À mesure que l’appropriation de pratiques et de préceptes spirituels et médicinaux autrefois condamnés et méprisés gagne du terrain dans notre culture contemporaine, nombre de questions voient le jour. Quel est le rôle de ces traditions  à notre époque ? Qu’activent-elles et que nourrissent-elles au sein de notre tissu social ? Quels sont les disciplines ou les courants artistiques qui, en passant par l’ésotérisme et les méthodes de guérison alternatives, participent à la production de nouveaux langages transformateurs ? Plus qu’une simple tendance, cette métamorphose culturelle est profondément enracinée dans le réengagement d’une pratique de soin personnel qui, par extension, devient communautaire. Elle inclut aussi l’émancipation des peuples historiquement dépossédés et leurs revendications de souveraineté territoriale et physique. L’occultisme génère des canaux spirituels transformant nos récits de science-fiction en réalité, tout en répondant à un désir profond d’affectivité.

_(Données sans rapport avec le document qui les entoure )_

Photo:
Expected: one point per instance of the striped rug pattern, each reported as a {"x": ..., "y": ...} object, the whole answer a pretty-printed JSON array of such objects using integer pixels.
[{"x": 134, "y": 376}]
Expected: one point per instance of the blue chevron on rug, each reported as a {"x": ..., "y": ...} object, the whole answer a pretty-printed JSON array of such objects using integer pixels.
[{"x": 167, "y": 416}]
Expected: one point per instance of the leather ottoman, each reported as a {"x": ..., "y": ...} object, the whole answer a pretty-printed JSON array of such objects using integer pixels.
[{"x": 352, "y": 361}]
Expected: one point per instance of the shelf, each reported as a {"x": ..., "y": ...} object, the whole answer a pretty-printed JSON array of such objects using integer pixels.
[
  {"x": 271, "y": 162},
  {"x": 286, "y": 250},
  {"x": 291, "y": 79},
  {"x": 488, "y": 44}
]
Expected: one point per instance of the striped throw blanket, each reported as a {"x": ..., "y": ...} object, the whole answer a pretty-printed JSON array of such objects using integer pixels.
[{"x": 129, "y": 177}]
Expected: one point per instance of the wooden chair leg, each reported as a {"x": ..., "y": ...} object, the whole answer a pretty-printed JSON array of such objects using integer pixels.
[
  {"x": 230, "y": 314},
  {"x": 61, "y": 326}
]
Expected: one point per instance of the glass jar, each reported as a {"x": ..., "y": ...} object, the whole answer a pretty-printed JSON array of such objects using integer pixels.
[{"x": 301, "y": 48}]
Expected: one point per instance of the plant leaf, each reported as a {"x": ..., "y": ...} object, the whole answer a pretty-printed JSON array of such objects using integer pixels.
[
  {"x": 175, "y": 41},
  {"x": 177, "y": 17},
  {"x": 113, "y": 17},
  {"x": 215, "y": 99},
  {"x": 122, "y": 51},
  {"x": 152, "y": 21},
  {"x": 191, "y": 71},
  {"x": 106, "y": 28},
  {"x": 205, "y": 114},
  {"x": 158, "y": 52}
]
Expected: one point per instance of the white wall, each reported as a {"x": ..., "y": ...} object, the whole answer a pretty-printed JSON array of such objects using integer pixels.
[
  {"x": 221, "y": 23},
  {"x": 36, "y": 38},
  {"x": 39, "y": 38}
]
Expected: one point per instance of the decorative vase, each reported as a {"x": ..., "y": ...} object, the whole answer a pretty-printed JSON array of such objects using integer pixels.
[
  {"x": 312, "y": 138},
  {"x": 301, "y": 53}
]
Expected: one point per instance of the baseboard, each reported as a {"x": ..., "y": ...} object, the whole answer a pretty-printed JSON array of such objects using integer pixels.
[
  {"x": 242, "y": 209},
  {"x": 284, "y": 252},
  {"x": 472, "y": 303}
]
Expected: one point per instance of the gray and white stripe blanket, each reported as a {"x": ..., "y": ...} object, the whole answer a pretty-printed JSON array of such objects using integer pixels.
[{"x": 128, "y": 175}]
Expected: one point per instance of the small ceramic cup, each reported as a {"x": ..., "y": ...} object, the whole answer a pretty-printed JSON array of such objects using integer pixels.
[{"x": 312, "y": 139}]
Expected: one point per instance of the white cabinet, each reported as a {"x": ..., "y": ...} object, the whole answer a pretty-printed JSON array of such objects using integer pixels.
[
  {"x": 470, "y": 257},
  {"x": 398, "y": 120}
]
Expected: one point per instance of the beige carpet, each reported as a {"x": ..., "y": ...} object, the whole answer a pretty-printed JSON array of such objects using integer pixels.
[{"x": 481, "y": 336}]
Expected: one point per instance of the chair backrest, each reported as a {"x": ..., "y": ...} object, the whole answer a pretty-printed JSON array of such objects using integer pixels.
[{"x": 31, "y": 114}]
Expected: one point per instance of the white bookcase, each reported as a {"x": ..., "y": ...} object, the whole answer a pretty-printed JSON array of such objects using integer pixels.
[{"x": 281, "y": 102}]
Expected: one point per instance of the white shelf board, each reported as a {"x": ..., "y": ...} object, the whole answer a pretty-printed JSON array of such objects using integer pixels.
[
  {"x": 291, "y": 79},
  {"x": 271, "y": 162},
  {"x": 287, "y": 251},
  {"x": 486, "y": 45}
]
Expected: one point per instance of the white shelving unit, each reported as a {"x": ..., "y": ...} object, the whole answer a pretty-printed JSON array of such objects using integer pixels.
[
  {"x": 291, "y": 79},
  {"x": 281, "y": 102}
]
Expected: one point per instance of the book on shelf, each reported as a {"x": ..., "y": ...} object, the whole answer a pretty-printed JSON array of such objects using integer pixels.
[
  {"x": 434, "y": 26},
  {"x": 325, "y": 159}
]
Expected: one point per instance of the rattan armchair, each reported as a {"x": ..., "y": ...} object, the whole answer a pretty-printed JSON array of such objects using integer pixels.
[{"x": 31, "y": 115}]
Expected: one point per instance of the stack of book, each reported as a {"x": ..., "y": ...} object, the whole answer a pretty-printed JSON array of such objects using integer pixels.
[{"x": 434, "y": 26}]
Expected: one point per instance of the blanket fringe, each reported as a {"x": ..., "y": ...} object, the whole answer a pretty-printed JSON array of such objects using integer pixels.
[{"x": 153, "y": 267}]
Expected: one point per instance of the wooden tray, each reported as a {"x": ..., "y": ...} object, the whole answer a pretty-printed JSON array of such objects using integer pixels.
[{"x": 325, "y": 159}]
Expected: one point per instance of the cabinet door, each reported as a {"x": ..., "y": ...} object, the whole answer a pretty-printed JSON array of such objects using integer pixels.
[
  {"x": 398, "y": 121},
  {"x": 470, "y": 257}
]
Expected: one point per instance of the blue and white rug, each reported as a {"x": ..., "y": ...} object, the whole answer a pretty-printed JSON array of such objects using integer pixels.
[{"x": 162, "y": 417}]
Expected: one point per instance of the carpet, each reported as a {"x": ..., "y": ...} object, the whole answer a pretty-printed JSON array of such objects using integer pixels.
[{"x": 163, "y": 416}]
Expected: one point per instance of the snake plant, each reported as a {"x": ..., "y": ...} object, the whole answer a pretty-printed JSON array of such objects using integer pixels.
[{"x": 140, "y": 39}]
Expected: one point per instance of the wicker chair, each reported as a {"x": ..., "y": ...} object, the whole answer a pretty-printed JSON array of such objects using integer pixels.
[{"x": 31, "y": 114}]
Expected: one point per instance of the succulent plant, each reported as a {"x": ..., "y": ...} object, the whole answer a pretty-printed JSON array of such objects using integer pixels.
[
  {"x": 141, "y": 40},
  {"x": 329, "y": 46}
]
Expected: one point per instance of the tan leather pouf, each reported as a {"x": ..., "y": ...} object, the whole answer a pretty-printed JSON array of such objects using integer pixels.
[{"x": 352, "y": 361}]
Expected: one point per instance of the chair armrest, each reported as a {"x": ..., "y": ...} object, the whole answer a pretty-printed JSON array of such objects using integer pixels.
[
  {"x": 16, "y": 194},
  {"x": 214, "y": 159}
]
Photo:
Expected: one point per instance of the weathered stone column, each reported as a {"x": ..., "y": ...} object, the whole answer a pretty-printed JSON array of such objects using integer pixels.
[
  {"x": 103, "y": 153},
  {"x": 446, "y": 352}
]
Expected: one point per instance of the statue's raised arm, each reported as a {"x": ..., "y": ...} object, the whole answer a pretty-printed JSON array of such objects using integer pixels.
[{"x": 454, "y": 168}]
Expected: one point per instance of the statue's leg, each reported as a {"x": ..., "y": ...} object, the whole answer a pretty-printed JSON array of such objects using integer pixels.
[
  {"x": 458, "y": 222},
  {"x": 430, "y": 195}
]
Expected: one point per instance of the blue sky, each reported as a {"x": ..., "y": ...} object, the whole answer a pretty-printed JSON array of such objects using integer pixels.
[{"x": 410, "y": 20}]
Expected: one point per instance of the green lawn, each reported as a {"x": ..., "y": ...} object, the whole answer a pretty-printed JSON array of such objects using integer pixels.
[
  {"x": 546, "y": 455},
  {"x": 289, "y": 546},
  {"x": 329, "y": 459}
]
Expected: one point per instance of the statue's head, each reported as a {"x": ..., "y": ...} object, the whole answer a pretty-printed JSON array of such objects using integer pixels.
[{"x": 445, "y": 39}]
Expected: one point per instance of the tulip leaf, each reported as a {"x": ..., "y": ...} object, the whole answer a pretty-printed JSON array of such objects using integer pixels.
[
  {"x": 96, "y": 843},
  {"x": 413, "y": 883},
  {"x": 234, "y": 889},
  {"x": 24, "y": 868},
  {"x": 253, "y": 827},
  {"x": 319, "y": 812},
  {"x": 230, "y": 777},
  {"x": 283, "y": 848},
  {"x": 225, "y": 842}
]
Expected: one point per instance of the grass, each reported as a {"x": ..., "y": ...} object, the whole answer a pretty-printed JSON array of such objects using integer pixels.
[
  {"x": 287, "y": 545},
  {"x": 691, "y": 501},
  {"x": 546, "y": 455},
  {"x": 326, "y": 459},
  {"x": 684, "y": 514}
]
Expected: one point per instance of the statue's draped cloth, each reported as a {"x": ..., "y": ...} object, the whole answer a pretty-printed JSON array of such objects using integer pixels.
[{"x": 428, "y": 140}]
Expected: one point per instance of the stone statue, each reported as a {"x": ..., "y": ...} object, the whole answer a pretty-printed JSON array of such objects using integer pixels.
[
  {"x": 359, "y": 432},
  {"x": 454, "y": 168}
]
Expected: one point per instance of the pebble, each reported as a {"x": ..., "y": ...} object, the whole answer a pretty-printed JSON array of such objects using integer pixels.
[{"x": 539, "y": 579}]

Cet appel de textes vise à recueillir des points de vue divers sur la genèse ou les nombreux débats qui entourent l’intégration de la médecine alternative, de la sorcellerie et de l’ésotérisme dans les pratiques artistiques féministes et queer, entre autres, mais aussi à approfondir la compréhension de leur portée sociale et de leur rôle politique dans notre époque en constante évolution.


Toutes les soumissions pour le dossier doivent comprendre une note d’intention en lien avec la thématique, incluant le sujet visé et l’angle d’écriture souhaité (entre 350 et 500 mots), trois extraits de textes antérieurs (publiés ou non) ainsi qu’une courte biographie de l’autrice ou de l’auteur (25 mots). Les documents doivent être fournis en un seul PDF respectant la nomenclature « NOM_appel_DT276 », à info@viedesarts.com avant le 20 mai 2024.


[1] Pamela J. Grossman, « The Year of the Witch », Huffington Post (15 juillet 2013, mis à jour le 14 septembre 2013), https://www.huffpost.com/entry/the-year-of-the-witch_b_3599081.

[2] Traduction libre. « [The] act of witching is about putting our attention behind our intentions. And being willing to invite and shape the unseen forces of the world […] to align with the highest good for ourselves and the whole. » adrienne maree brown, « Introduction », dans Fables and Spells. Collected and New Short Fiction and Poetry (Chico : AK Press, 2022), p. 1.